Comme son frère souriait sans répondre, il se pencha plus près de lui et ajouta, malicieux :

"Un câlin ?"

Gilles pouffa et laissa Robin l'embrasser sur le tempe, puis sur le front.

"Repose-toi bien, recommanda l'archer en fixant son carquois de flèches à son dos. Si tu es sage, je te ramènerai le gibier que tu aimes.

-Merci, c'est trop aimable. Et si tu es sage, je ne baverai pas sur ton oreiller, rétorqua Gilles, malicieux.

-Ahah, tu me fatigues, tu le sais, ça ?"

Robin sourit tendrement à son frère et se décida enfin à quitter la cahute. Gilles demeura dans son lit à fixer le plafond. Après cette affaire d'empoisonnement, il aurait dû craindre d'être la victime d'une nouvelle tentative d'assassinat. Mais Robin était guéri. Il allait bien et il se baladait dans la forêt, resplendissant de santé. Cette simple image était douce et rassurante. Comme s'il était encore enfant, Gilles savait qu'il ne craindrait rien. Tant que son frère serait là.
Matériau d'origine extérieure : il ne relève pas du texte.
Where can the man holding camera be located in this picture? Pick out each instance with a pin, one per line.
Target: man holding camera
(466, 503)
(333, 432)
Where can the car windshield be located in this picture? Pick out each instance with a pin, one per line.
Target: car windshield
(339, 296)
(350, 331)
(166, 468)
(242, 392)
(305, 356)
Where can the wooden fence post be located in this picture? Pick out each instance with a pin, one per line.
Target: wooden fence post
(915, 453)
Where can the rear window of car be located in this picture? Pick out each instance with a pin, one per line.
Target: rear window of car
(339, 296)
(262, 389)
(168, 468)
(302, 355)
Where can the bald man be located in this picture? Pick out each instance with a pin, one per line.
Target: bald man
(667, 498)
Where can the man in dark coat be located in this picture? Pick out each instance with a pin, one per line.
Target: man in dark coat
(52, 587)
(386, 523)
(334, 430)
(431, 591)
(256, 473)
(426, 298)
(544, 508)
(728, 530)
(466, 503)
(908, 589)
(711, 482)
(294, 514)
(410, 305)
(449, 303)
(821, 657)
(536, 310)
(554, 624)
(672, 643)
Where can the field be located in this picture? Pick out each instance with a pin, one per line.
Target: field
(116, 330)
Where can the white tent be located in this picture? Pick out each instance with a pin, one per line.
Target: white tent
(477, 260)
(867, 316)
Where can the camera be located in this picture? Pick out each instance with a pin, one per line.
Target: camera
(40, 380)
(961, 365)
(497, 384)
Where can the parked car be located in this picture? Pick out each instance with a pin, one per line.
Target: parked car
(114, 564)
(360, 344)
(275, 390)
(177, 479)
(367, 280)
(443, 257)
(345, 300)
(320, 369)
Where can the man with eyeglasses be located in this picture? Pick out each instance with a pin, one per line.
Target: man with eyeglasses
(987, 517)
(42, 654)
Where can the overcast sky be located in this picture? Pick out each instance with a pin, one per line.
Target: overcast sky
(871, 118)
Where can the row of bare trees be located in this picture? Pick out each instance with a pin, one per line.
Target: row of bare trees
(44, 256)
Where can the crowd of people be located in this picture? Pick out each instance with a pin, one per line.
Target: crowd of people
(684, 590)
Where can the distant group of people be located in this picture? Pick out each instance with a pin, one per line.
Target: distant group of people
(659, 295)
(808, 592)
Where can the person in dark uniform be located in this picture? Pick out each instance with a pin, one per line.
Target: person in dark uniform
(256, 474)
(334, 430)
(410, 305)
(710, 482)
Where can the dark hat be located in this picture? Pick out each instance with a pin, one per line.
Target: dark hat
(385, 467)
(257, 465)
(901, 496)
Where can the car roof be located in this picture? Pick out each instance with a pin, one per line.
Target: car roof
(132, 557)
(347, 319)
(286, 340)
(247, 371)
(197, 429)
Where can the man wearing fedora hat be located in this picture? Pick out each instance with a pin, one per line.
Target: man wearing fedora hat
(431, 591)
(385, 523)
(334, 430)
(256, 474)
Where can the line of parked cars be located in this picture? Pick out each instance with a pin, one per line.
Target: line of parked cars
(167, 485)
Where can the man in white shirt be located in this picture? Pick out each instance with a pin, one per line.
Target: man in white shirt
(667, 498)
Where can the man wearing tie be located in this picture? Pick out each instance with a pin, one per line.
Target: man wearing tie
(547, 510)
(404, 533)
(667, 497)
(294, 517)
Et le médicament de Will était également le remède au poison qui rongeait Robin. Comme quoi, la vie des fanfics est bien faite.

J'avoue, j'ai galéré sur ce texte.

Sinon, j'en ai écrit une bonne partie sur la musique de la Route 201 de Pokémon version Diamant/Perle/Platine. Une mélodie guillerette incitant au voyage, pas du tout adaptée aux thèmes du texte, mais j'ai vachement mieux trouvé mes mots ainsi. Comme quoi.